Judge Martin Glenn of the U.S. Bankruptcy Court for the Southern District of New York has held that a Bermuda insurer must post a bond pursuant to N.Y. Ins. Law § 1213 after it filed a motion to compel arbitration. MF Global Holdings Ltd. v. Allied World Assur. Co., Ltd., 2017 WL 2533353 (Bankr. S.D.N.Y. June 12, 2017).

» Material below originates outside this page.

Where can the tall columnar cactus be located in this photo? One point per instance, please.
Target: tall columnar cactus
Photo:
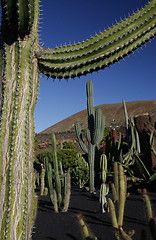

A Bermuda-based insurer issued a policy to a New York-based insured. The insurer delivered the policy to the insured’s Bermuda-based broker, which sent the policy to the insured at its New York address. After a coverage dispute, the insured ultimately filed a complaint initiating coverage litigation against the insurer. In response, the insurer filed a motion to compel arbitration in Bermuda pursuant to the alternative dispute resolution clause in its policy. Thereafter, the insured filed a motion to compel compliance with N.Y. Ins. Law § 1213, which requires unauthorized foreign insurers to post a bond “sufficient to secure payment of any final judgment which may be rendered in [a] proceeding” prior to “filing any pleading in any proceeding.” The insurer opposed the motion, arguing that its motion to compel arbitration was not a “pleading,” and that the policy was not “issued or delivered” in New York. The insurer also argued that the New York Convention on the Recognition and Enforcement of Foreign Arbitral Awards (the “New York Convention”) preempted enforcement of the statute.
The court granted the insured’s motion to compel compliance with N.Y. Ins. Law § 1213, rejecting all of the insurer’s arguments. First, the court noted that courts have interpreted the term “pleading” broadly as it appears in § 1213, including to encompass motions to compel arbitration. Second, the court held that the policy was “issued” and “delivered” to the insured in New York, noting that the insurer “fully expected that the [policy] would ultimately be delivered to New York” when it sent the policy to the Bermuda-based broker. Third, the court held that the New York Convention did not preempt enforcement of the statute, because the statute was not an “impediment” to arbitration. Rather, the court viewed the bond provision as a “security device in aid of the arbitration.” The court required the insurer to post a bond in the amount of the limit of liability of the policy.